Single by Reg Owen Orchestra

from the album Manhattan Spiritual
- B-side: "Ritual Blues"
- Released: November 5, 1958
- Genre: Big band
- Length: 2:44
- Label: Palette
- Songwriter(s): Billy Maxted

Reg Owen Orchestra singles chronology
| "Car Hop" (1958) | "Manhattan Spiritual" (1958) | "Down by the Riverside" (1959) |

= Manhattan Spiritual =

"Manhattan Spiritual" is an instrumental musical piece written by Billy Maxted and first performed by the Reg Owen Orchestra. It reached #10 on the US pop chart and #20 on the UK Singles Chart in 1959. It was featured on their 1958 album Manhattan Spiritual.

The single ranked #86 on Billboard's Year-End Hot 100 singles of 1959.

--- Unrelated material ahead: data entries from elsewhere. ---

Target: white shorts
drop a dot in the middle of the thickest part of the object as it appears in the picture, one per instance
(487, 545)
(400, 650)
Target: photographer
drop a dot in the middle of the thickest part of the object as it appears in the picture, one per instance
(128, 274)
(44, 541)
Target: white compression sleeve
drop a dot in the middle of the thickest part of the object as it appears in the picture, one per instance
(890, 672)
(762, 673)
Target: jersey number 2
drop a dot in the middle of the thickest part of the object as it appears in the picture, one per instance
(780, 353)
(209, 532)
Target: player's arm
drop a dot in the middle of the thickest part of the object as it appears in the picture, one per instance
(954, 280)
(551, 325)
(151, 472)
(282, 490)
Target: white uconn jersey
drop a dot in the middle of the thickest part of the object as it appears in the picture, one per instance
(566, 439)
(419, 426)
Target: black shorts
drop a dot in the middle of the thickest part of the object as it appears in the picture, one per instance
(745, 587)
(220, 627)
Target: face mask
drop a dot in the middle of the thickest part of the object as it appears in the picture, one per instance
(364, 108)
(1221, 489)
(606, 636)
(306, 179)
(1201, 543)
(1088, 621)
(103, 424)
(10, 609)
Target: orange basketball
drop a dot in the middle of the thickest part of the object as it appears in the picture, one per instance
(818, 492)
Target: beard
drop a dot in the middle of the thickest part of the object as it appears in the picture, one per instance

==Other charting versions==
- Sandy Nelson released a version of the song as a single in 1969 which reached #119 on the US pop chart.
- Mike Post released a version of the song as a single in 1975 which reached #28 on the US adult contemporary chart and #56 on the US pop chart.

==Other versions==
- Francis Bay and His Orchestra released a version of the song as a single in the UK in 1958, but it did not chart.
- Joe Loco and His Orchestra released a version of the song on their 1959 album "Happy-Go-Loco".
- Henri René and His Orchestra released a version of the song on their 1969 album The Swinging 59.
- The Stargazers released a version of the song as the B-side to their 1960 UK single "Three Beautiful Words".
- Eric Delaney released a version of the song on his 1962 album At the London Palladium. He released it as a single in 1963, but it did not chart.
- Santo & Johnny released a version of the song as a single in 1963, but it did not chart.
- Joe Leahy released a version of the song as the B-side to his 1966 Canadian single "Gilligan".
- B. Bumble and the Stingers released a version of the song as the B-side to their 1972 UK single "Down at Mother's Place".
- Jack Parnell released a version of the song on his 1976 album The Big Band Show.